It is preferred that the data set of the LDA models is the comment of all biologic medical images, from every width biologic medical The comment of node is extracted in text corresponding to image, the comment set of all images is constituted into LDA moulds The training dataset of type.
It is preferred that the training module is trained using the Gibbs method of samplings to LDA models, each list of first sampling out The distribution of theme corresponding to word, document-theme distribution is then extrapolated according to this distribution and theme-word is distributed.
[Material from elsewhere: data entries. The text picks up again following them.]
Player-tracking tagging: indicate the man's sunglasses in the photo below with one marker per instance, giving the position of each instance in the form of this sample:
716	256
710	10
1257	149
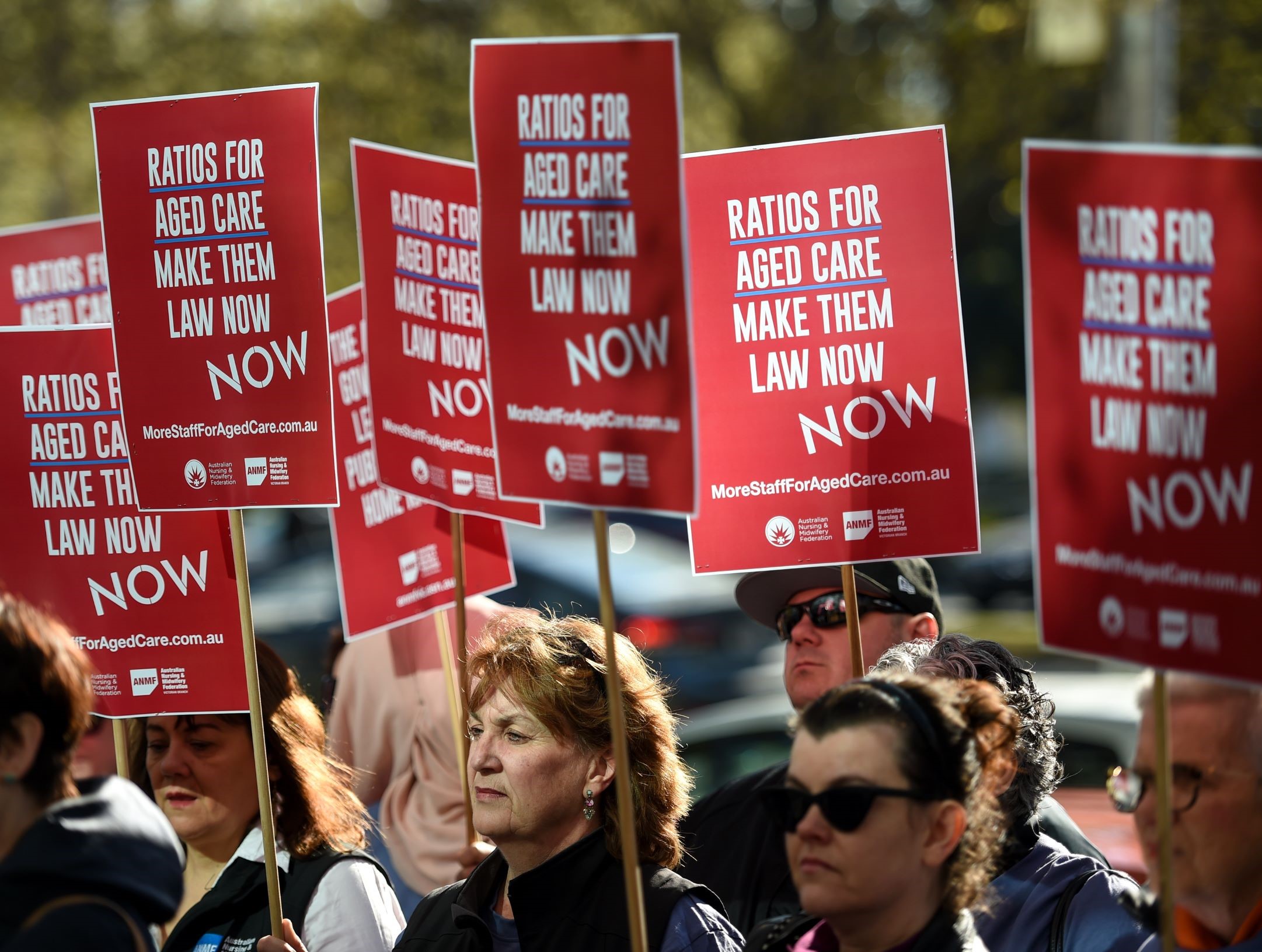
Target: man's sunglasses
828	610
843	807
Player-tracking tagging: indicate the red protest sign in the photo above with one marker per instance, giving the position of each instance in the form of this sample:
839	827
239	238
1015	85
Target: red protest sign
151	598
393	552
583	273
418	229
55	273
832	397
211	218
1140	284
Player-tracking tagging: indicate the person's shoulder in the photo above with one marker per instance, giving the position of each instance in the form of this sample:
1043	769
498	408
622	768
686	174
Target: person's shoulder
780	933
67	926
736	794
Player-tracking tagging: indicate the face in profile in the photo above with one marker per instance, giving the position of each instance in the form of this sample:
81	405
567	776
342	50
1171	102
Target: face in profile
527	783
201	769
861	873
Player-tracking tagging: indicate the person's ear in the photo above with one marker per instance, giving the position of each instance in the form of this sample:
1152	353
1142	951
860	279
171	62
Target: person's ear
20	744
600	772
947	824
923	625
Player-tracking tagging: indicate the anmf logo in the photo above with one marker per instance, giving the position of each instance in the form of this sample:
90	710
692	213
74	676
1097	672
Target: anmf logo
195	474
144	681
859	524
779	531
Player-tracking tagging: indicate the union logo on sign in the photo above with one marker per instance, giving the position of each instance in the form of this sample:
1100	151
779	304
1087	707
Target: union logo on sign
195	474
779	531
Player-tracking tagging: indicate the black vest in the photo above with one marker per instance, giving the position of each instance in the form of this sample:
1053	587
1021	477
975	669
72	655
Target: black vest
234	916
574	901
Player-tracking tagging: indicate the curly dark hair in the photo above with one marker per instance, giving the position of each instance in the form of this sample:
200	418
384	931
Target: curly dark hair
313	791
556	667
1039	769
973	730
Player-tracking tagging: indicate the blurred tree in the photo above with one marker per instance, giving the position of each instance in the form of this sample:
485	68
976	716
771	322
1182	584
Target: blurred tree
755	71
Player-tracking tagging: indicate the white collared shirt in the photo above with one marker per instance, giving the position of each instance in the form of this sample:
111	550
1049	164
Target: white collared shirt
353	909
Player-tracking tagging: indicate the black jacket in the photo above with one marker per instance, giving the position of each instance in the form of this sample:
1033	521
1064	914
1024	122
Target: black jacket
574	901
944	933
111	841
736	850
235	913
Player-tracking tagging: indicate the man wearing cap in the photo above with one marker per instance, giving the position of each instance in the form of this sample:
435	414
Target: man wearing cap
734	846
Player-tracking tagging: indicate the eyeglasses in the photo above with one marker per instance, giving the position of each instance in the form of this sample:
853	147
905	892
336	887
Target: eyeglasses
828	610
1126	786
843	807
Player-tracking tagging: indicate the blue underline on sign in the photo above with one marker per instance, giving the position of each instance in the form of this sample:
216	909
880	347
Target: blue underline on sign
208	184
437	238
1149	331
211	239
581	143
806	234
94	290
86	462
588	203
806	287
1148	266
406	273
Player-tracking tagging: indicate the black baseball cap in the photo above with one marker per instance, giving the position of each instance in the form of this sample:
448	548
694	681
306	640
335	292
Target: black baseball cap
909	583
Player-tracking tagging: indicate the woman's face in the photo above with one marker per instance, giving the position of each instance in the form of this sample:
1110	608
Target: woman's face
861	873
203	773
528	784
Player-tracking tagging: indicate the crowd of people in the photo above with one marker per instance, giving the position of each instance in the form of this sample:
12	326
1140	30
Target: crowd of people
915	812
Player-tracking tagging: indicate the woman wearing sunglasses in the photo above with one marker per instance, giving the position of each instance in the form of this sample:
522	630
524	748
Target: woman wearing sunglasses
891	825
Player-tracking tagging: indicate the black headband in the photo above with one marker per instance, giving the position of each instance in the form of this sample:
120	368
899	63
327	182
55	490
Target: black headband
583	652
915	713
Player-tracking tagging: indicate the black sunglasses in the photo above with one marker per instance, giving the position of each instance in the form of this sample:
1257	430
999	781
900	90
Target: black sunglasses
828	610
843	807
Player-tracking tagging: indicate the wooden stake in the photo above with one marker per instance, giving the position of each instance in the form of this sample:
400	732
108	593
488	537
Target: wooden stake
462	654
260	750
458	723
852	622
1165	815
120	748
621	752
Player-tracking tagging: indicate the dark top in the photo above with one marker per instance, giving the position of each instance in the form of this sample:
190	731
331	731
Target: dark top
737	852
944	933
574	901
111	841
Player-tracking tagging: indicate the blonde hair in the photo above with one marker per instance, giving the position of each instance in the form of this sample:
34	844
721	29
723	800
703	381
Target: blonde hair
556	668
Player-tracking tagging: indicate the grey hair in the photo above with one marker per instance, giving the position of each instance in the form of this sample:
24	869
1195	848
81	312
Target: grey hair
1187	687
1039	770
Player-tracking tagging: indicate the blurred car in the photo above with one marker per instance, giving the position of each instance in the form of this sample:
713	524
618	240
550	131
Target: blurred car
688	625
1097	715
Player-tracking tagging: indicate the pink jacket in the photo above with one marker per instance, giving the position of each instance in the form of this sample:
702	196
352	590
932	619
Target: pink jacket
392	723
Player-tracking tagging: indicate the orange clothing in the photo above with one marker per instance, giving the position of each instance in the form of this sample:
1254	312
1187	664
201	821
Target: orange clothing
1190	934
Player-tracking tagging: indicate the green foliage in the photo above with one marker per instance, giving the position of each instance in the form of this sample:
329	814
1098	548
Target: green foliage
754	71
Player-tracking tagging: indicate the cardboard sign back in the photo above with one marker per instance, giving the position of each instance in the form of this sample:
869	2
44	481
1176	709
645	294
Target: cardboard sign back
211	216
583	270
832	386
1141	281
152	598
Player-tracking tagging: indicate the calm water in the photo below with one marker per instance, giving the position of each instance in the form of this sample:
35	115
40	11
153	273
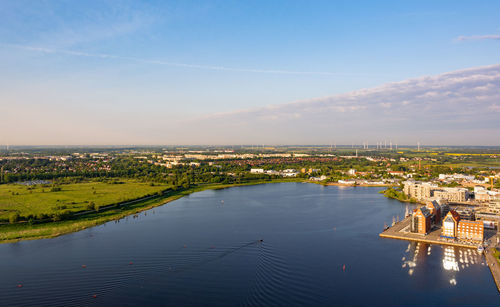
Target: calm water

It is preferred that the descriptor refining module includes to the optimization process of theme set of words:Biology is cured in LDA models In the result of comment modeling for treating image, if the probability of some subject word is zero in theme-word distribution, by the list Word is rejected from theme set of words;If not including some descriptor in the comment of biologic medical image, by the word from Descriptor, which is concentrated, to be rejected;If the word repeated is rejected, only retains one containing the word repeated in theme set of words.
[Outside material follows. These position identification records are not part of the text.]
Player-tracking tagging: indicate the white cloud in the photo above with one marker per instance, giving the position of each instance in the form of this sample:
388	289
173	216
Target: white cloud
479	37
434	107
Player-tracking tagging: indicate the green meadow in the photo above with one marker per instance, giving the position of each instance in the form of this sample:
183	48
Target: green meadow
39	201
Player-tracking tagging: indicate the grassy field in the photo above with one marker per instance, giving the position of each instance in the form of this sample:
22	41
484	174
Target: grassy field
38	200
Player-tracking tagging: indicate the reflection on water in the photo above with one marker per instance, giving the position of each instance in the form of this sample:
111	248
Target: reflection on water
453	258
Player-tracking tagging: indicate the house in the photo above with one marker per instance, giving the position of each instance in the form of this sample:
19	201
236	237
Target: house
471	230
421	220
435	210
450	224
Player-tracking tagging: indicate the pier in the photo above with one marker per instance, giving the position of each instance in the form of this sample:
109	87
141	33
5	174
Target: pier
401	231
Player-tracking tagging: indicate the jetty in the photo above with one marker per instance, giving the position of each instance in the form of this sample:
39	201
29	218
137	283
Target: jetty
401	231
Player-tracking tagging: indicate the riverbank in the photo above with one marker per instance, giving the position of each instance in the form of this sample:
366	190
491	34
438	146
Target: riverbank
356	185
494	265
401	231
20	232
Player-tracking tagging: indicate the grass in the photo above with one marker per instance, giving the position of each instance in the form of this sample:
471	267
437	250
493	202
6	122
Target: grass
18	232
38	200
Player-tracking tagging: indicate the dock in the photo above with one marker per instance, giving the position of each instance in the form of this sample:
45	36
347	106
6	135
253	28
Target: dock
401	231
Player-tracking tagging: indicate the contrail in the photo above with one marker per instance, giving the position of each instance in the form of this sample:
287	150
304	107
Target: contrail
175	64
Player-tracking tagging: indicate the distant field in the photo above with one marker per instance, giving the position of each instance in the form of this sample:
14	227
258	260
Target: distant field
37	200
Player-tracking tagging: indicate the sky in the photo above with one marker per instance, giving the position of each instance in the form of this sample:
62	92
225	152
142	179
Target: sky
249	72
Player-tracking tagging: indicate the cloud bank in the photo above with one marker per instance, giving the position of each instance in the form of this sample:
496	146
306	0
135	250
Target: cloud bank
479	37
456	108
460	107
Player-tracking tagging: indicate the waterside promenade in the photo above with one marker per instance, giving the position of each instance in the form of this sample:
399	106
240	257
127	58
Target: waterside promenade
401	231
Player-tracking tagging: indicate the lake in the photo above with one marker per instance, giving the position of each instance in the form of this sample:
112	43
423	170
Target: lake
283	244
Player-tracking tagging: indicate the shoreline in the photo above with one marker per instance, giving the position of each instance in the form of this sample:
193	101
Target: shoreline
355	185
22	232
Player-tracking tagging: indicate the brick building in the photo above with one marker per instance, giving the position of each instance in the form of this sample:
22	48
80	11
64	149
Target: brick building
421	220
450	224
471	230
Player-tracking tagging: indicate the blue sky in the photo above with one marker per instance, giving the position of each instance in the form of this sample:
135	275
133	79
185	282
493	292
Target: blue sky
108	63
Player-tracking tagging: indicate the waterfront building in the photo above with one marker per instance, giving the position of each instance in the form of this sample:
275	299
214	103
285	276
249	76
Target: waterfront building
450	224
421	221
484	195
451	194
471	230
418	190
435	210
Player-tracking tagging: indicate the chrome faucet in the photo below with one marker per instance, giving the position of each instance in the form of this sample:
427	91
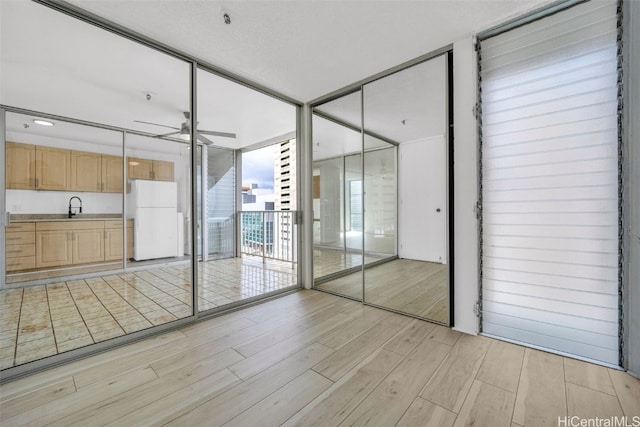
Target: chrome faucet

It is preferred that the index context sentence module utilizes LUCENE gophers to each in theme set of words Word, as querying condition, retrieve all sentences for including the descriptor.
Include it is preferred that the most close sentence chooses process:Traversal includes each sentence of one of descriptor, If this sentence contains other descriptor, its number of votes obtained just accordingly increases, and a descriptor contributes a ticket, then chooses Most close sentence of the number of votes obtained highest sentence as this descriptor;The most close sentence for gathering all descriptor is formed up and down Text.
Invention also provides a kind of mask method of the biologic medical image based on LDA, comprise the following steps:Step 1:A part of biologic medical image construction training set is chosen, and is extracted from the text of every width biologic medical image in node Comment, form LDA models training dataset;Step 2:LDA models are trained, first sampled out corresponding to word The distribution of theme, then further calculate document-theme distribution and theme-word distribution;Step 3:It is secondary to one not mark image, It is modeled using the LDA models of training, chooses all descriptor, forms theme set of words;Step 4:To theme set of words Optimize, remove the word wherein repeated, the word and the not word in comment that probability is zero, so as to obtain refining master Epigraph set;Step 5:To a descriptor, all sentences comprising the word are retrieved from the text of image, are formed One sentence collection, it is denoted as the corresponding sentence collection of the descriptor;Step 6:Concentrate selection most close from the corresponding sentence of each descriptor The sentence cut, form the context of the image;Step 7:Context is modeled with the LDA models of training, then by theme- The probability of each word in word distribution is multiplied by the probability of corresponding theme, weights of the obtained result as word;In descending order Sort all words, several final marks as image before selection.
Compared with prior art, the present invention takes full advantage of the comment and text in data set associated by image To excavate the mark word of image, accuracy is high, and can once generate multiple mark words.Realize the standard of biologic medical image Really after mark, the image of correlation can be searched using keyword index, it is convenient and swift, more meet people's text retrieval custom.
Brief description of the drawings
In order to illustrate more clearly about the embodiment of the present invention or technical scheme of the prior art, below will be to embodiment or existing There is the required accompanying drawing used in technology description to be briefly described, it should be apparent that, drawings in the following description are only this Some embodiments of invention, for those of ordinary skill in the art, on the premise of not paying creative work, can be with Other accompanying drawings are obtained according to these accompanying drawings.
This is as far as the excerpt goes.